The city could also go even further and facilitate a battery-swapping program via subscription service where people could simply exchange a drained battery for a charged one at stations all over the city, according to a new coalition called Safer Charging. Charging batteries at a safe, centrally located facility and swapping them out in the field wherever the vehicles are parked is what micro-mobility companies like Lime already do with their shared scooters and bikes. A similar program is available for moped riders in Taiwan. At a press conference outside City Hall before the e-bike hearing, the coalition called on the city to issue citywide battery standards (like requiring that batteries are UL-listed, a federal electrical certification given to any home appliance) and adopt a battery-swapping pilot program. “My neighbors are worried,” said Shaquane Mitchell, who lives in the Riis Houses where a man was killed by an e-bike-battery fire in his fourth-floor apartment nearly a year ago. “We ask that these batteries be regulated, especially in buildings like mine.” A battery exchange could also work for seniors who use mobility devices, said Delores Sampson, who uses a motorized scooter to make deliveries for DoorDash, which she charges by dangling a cord out her fourth-story window.

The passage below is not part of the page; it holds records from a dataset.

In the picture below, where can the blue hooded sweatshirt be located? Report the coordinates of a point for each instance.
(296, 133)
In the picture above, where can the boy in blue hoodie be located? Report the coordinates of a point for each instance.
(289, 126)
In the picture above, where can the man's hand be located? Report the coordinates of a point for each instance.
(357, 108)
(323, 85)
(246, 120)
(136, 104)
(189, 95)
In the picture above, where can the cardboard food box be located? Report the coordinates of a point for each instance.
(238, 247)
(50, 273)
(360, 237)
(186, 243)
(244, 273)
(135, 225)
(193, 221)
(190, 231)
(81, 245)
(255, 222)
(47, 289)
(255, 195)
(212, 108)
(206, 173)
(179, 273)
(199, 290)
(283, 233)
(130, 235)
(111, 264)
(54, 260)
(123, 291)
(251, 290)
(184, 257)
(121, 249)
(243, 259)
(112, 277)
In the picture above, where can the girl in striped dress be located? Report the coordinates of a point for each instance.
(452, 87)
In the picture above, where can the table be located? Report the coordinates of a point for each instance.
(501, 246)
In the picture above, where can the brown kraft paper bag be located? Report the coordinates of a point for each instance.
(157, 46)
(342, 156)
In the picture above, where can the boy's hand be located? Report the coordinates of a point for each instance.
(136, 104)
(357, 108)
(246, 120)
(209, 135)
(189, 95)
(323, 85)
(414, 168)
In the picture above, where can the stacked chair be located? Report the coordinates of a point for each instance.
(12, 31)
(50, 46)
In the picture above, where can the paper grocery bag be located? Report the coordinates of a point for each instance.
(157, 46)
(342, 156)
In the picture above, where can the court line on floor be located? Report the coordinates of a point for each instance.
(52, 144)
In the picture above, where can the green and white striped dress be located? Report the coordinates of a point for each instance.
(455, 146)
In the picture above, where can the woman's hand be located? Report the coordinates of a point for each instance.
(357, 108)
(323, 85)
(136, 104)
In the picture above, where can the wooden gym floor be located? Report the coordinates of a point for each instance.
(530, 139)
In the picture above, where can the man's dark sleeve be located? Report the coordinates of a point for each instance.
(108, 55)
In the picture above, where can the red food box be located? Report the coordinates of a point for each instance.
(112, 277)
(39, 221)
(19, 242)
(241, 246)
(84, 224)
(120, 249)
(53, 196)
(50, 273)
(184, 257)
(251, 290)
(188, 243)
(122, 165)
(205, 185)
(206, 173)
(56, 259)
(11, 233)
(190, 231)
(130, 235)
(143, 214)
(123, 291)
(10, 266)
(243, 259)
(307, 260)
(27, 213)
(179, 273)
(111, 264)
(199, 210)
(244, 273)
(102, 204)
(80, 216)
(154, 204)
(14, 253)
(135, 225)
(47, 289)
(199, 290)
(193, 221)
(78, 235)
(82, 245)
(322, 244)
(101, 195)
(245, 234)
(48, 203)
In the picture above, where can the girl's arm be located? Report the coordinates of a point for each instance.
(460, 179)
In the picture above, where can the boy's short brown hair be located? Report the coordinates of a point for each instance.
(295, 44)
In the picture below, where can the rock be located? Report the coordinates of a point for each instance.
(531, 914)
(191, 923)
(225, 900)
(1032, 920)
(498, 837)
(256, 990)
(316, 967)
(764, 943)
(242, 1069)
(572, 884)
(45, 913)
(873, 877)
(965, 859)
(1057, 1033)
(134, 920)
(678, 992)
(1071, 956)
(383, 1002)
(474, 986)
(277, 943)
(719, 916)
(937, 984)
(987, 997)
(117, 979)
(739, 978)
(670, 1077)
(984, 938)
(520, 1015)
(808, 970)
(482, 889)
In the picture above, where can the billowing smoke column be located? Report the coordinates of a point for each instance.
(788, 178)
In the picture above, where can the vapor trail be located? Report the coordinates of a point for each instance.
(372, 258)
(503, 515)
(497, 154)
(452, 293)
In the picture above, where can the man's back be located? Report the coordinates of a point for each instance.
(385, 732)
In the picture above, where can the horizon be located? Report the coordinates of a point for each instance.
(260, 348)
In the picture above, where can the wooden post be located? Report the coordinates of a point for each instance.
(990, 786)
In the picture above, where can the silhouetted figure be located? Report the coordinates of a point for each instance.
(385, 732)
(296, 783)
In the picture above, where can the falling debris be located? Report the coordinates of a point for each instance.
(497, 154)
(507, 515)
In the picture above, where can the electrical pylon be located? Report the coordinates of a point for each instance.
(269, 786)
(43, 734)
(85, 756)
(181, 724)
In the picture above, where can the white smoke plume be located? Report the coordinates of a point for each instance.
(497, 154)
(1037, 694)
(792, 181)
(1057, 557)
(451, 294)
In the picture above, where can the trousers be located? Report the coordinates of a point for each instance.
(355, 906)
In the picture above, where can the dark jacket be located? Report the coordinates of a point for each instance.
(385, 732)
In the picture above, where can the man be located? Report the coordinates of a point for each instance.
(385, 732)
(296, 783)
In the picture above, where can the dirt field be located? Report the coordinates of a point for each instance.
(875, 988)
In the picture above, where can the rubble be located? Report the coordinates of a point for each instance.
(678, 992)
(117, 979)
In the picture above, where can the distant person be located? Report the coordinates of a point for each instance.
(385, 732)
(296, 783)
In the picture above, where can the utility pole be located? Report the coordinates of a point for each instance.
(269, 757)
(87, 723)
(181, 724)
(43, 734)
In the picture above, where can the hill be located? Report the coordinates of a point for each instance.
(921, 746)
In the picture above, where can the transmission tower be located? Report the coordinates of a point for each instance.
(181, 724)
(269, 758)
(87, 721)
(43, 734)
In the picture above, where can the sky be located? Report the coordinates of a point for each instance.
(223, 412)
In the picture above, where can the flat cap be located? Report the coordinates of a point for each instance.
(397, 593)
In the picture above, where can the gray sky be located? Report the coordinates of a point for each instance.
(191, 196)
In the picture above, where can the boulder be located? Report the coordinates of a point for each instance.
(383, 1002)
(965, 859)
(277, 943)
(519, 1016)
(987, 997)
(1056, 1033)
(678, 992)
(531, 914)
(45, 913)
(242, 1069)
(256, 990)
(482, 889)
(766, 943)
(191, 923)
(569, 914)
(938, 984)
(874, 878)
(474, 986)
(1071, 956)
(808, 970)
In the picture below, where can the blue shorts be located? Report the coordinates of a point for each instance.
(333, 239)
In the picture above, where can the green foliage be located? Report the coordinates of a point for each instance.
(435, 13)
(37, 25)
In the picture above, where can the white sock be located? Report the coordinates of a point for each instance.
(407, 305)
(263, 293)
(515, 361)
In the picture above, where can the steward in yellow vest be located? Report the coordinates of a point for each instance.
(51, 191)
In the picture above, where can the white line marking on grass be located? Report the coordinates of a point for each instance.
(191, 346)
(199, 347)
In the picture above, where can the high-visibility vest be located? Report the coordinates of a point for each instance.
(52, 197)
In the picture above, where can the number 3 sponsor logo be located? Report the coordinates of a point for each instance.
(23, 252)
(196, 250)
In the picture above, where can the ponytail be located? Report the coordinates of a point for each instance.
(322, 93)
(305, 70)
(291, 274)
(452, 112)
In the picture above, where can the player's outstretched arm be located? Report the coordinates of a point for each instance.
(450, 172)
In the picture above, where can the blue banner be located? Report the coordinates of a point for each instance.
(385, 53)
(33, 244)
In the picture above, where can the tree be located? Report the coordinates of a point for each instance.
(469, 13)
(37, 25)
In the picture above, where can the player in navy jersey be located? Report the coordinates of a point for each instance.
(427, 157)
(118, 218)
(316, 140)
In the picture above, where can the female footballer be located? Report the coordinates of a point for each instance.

A wide range of city-managed services would go a long way toward helping e-bike riders save money while also getting dangerous batteries out of circulation, said Safer Charging’s co-founder Baruch Herzfeld, a longtime advocate for safer e-bike practices and founder of the battery-swap start-up Popwheels, at the rally outside City Hall. “These e-bike batteries have a life span. As batteries become less effective, they’re going to need a new one,” he said. “They could have an option of putting down $600 for a new battery — or $40 per month to become part of a battery-swap network.”